Circuit boffs, advise me

Posted: 6/4/2008 5:41:58 AM

From: Bristol, United Kingdom

Joined: 12/30/2006

This is part of a super secret project.

I need to know - given the technology available at the time - what would have been the smallest possible Theremin to build in the 1940s, and a rough idea of how the circuit might have looked.

Strange question, I know...
Posted: 6/4/2008 1:51:01 PM

From: Escondido, CA

Joined: 2/6/2008

I'm guessing it'd still have to be about the size of a breadbox (remember those?).

Every tube from back then was still octal socketed. The 7 and 9 pin miniature tubes came later.

You could have run the thing off of separate batteries -- that would have eliminated the power transformer.

Does that help?

Posted: 6/4/2008 4:23:36 PM
Brian R

From: Somerville, MA

Joined: 10/7/2005

If you stretch "1940s" to include the late 1940s, you could perhaps make a case for using those cutting-edge "transistors" in place of vacuum tubes... though I'm guessing the finished product would still be larger than an Etherwave.

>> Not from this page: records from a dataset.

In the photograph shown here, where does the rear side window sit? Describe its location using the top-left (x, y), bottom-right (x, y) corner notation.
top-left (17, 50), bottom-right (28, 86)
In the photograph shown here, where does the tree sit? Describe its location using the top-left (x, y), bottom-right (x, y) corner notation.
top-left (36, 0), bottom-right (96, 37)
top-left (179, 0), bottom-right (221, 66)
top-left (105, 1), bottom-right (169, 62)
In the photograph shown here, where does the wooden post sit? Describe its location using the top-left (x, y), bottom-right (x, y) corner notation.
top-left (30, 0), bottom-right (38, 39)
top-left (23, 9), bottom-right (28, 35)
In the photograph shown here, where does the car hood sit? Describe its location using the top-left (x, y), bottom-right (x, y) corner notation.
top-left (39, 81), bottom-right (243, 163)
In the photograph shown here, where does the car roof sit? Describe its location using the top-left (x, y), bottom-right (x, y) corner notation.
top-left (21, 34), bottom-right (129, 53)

Posted: 6/4/2008 6:43:28 PM

From: Colmar, France

Joined: 12/31/2007

Why not realize a theremin using old fashioned germanium OC71 transistors and small audio transformers?
Posted: 6/5/2008 3:47:21 AM

From: Bristol, United Kingdom

Joined: 12/30/2006

To be a bit more specific:

It's to do with a film about the Theremin, I'm soundtracking this film but also instructing actors and one of the props will have to be a Theremin, and due to the plot of the film (an act of artistic liberty that would make any Levnetter go weak at the knees) the Theremin has to be very, very small and only using parts available in Russia during the '40s. Although the size of the thing would be ample and we could simply construct a box. But it'd be nice to show some circuitry!

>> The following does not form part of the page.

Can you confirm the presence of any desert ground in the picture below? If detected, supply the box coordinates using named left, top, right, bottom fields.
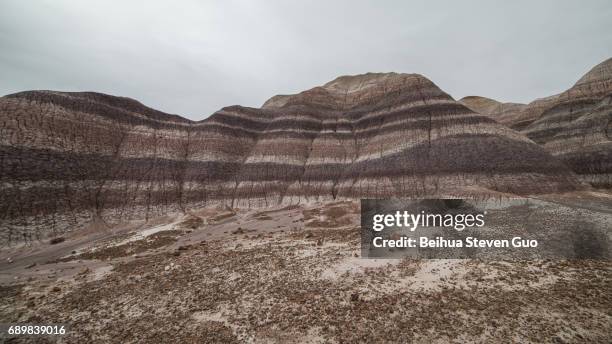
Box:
left=0, top=192, right=612, bottom=343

Thanks for the suggestions, they're really helpful. Keep 'em coming!
Posted: 6/5/2008 12:19:08 PM

From: Escondido, CA

Joined: 2/6/2008

The transistor was merely a chunk of crystal lattices "glued" together with wires tacked on in the very late 40s as indicated by Bell Labs pictures from that time period.

I'm no expert on Russian electronics, but I am pretty sure they were still using older style vacuum tubes for everything they did in the 40s.

Even in the states the transistor did not find usage until the late 1950s ... it was too unstable and unreliable :) Early missiles used very tiny vacuum tubes soldered in place. On a different note ... those tiny vacuum tubes were found to be the perfect thing to use for the preamp inside condenser mics!

I am very anxious to see this movie of yours!


Posted: 7/5/2008 2:43:36 PM

From: uk

Joined: 7/5/2008

I would go for breadbox size too. Perhaps a little smaller. Have a look at some early valve portable radios for comparison. They have tiny little valves and run on a comparatively low voltage. The battery is still the largest component though.

I'm not an expert, but schematics I've seen for valve thereminae are slightly more complicated than the average portable radio circuit.